1.3. Tujuan dan Manfaat Penelitian 1.3.1. Tujuan Penelitian Berdasarkan latar belakang dan rumusan masalah yang telah dikemukakan sebelumnya, maka yang menjadi tujuan dari penelitian ini adalah sebagai berikut: 1) Untuk mengetahui pengaruh dari komite audit terhadap penerimaan opini audit going concern pada perusahaan manufaktur. 2) Untuk mengetahui pengaruh dari kepemilikan manajerial terhadap penerimaan opini audit going concern pada perusahaan manufaktur. 3) Untuk mengetahui pengaruh dari kepemilikan terpusat terhadap penerimaan opini audit going concern pada perusahaan manufaktur. 4) Untuk mengetahui pengaruh dari kualitas audit terhadap penerimaan opini audit going concern pada perusahaan manufaktur. 5) Untuk mengetahui pengaruh dari opini tahun sebelumnya terhadap penerimaan opini audit going concern pada perusahaan manufaktur. 1.3.2. Manfaat Penelitian Adapun yang menjadi manfaat dari penelitian ini adalah sebagai berikut: 1) Bagi Peneliti Penelitian ini diharapkan dapat meningkatkan pemahaman serta pengetahuan peneliti mengenai pengaruh komite audit, kepemilikan manajerial, kepemilikan terpusat, kualitas audit, dan opini tahun sebelumnya terhadap penerimaan opini audit going concern.

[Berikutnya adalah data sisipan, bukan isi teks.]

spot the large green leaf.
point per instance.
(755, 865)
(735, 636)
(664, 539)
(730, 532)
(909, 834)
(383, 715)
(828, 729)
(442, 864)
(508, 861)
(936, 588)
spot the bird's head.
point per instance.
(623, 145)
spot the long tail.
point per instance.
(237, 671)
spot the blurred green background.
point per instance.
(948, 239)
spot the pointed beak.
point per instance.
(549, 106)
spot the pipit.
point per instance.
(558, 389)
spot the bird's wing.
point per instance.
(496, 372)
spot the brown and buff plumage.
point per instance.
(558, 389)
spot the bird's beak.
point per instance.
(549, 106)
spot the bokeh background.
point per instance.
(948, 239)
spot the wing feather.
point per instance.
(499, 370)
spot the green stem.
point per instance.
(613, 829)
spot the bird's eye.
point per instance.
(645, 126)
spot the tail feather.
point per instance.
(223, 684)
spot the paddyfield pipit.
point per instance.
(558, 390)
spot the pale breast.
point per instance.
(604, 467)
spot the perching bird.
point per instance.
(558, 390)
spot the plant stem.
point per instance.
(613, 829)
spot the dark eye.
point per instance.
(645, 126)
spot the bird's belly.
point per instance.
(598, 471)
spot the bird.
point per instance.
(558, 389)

2) Bagi Manajemen Perusahaan Penelitian ini dapat digunakan sebagai bahan referensi dalam penentuan kebijakan-kebijakan perusahaan serta dapat menjadi bahan pertimbangan dalam mengambil keputusan bagi pihak manajemen perusahaan. 3) Bagi Auditor Independen Penelitian ini dapat digunakan sebagai bahan pertimbangan dan referensi bagi auditor dalam melaksanakan tugasnya terutama dalam pemberian opini audit yang menyangkut tentang pemberian opini audit going concern. 4) Bagi Investor Penelitian ini dapat digunakan sebagai bahan pertimbangan dan juga informasi bagi para investor mengenai kelangsungan usaha suatu entitas, sehingga diharapkan dapat mengambil keputusan yang tepat dalam berinvestasi. 5) Bagi Peneliti Selanjutnya Penelitian ini diharapkan dapat bermanfaat sebagai bahan referensi, informasi, dan pertimbangan bagi para peneliti selanjutnya sebagai dasar untuk melakukan penelitian tentang mekanisme corporate governance, kualitas audit, opini tahun sebelumnya, dan penerimaan opini audit going concern.